If I am admitted to a hospital, what should I do?

Our Hospital Alliance Services (HAS) is a value-added service to facilitate insurance claims for our medical policyholders, at no extra charge.

For more information, click here.

What is the Supplementary Schedule?

The Supplementary Schedule that you receive contains details of the revision and a summary of the projected insurance charges / premium rates for your medical plan. It forms part of your existing Policy upon the respective effective date(s) indicated and supersedes the provisions in the existing schedule(s).

It is important for you to note that if any part of your Policy in connection with the provisions in the Supplementary Schedule varies after the date of the Supplementary Schedule but before your policy anniversary date, the provisions in this Supplementary Schedule will not apply.

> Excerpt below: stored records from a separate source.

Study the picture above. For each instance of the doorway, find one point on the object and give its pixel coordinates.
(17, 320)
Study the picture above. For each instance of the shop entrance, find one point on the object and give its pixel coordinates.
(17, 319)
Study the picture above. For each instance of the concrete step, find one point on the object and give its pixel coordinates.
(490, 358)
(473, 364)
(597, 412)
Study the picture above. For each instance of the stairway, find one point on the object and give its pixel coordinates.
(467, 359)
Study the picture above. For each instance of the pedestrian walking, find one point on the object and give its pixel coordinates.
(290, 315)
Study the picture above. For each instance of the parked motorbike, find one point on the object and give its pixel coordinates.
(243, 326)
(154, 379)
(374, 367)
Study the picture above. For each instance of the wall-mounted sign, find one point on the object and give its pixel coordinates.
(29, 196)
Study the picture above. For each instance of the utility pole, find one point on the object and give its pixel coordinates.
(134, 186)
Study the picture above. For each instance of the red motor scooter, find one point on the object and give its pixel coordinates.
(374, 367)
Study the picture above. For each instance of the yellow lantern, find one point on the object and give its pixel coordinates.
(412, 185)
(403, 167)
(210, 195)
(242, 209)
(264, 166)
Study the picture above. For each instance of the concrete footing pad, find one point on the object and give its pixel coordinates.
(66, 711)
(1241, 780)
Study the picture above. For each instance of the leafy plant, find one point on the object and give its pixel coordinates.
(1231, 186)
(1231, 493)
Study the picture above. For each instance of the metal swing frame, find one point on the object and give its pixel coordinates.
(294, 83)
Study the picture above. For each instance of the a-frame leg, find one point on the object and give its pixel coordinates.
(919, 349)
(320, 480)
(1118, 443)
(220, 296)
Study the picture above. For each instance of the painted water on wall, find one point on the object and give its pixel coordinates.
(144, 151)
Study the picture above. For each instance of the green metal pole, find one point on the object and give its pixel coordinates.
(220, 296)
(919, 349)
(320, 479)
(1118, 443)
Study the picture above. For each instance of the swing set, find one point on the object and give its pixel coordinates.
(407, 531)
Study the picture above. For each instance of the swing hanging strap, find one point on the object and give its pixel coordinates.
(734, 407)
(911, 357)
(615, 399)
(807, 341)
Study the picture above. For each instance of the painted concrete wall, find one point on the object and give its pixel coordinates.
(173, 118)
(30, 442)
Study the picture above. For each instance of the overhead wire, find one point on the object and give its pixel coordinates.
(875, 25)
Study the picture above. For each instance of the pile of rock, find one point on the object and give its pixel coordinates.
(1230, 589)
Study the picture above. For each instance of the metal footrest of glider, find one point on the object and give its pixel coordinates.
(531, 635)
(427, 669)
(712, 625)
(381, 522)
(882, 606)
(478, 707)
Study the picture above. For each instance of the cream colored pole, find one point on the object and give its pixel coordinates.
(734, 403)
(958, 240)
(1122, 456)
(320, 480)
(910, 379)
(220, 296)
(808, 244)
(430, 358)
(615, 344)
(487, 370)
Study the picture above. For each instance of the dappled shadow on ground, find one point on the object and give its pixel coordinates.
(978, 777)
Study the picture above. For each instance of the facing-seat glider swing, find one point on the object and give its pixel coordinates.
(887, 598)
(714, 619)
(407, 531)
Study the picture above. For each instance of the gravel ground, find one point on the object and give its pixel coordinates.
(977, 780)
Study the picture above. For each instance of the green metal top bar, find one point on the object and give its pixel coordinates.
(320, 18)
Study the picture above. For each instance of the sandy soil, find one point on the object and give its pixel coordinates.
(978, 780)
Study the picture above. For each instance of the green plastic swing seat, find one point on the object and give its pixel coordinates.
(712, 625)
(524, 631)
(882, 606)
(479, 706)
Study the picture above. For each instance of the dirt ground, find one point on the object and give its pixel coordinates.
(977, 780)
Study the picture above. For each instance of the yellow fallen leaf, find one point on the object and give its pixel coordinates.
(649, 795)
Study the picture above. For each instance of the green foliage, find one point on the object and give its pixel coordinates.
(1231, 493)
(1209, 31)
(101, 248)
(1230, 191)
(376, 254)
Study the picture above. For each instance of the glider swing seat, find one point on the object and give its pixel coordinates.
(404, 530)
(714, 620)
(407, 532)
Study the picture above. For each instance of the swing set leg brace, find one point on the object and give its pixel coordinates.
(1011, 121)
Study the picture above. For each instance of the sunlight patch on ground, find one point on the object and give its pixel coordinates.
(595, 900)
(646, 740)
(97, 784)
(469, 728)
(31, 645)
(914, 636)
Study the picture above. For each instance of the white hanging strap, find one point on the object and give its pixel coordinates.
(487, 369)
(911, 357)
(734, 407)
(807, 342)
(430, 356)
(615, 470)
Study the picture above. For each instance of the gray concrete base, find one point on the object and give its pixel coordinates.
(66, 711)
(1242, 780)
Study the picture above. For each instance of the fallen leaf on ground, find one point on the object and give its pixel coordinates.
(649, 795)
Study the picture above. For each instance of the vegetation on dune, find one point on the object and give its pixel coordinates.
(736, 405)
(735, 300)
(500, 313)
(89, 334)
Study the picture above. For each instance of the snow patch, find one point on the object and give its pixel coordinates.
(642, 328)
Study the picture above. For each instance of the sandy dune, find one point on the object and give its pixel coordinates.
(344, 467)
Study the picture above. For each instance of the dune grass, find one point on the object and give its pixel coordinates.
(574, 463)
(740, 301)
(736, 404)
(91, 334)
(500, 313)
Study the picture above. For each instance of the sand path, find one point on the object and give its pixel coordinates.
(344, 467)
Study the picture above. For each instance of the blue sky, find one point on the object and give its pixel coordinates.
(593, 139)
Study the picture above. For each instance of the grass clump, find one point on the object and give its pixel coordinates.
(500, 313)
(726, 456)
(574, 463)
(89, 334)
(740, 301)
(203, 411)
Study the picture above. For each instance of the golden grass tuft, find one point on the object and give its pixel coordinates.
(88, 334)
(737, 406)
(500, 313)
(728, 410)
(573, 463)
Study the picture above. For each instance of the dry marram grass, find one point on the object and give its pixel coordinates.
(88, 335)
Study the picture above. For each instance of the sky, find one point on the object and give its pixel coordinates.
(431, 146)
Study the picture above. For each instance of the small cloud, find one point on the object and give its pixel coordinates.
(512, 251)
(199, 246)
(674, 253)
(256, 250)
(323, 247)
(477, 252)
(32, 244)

What does Deductible mean?

Deductible is usually a fixed amount you pay out of your pocket for medical expenses before your medical and health Insurance plan starts to pay out. In the case of a RM300 Deductible amount, you will have to pay a fixed amount of RM300 of total expenses covered under your policy for a disability (excluding the cost of daily room & board). The remaining balance of eligible benefits will be paid by Prudential up to the annual and lifetime limits, subject to reasonable and customary charges. Please refer to your policy document for more details.

How often should I review my policy? And why?

We encourage you to review your insurance coverage at least once a year. This is because as you progress in life, your needs and priorities may change over time; and with healthcare costs consistently outpacing inflation, it is all the more important to ensure that you are always adequately insured.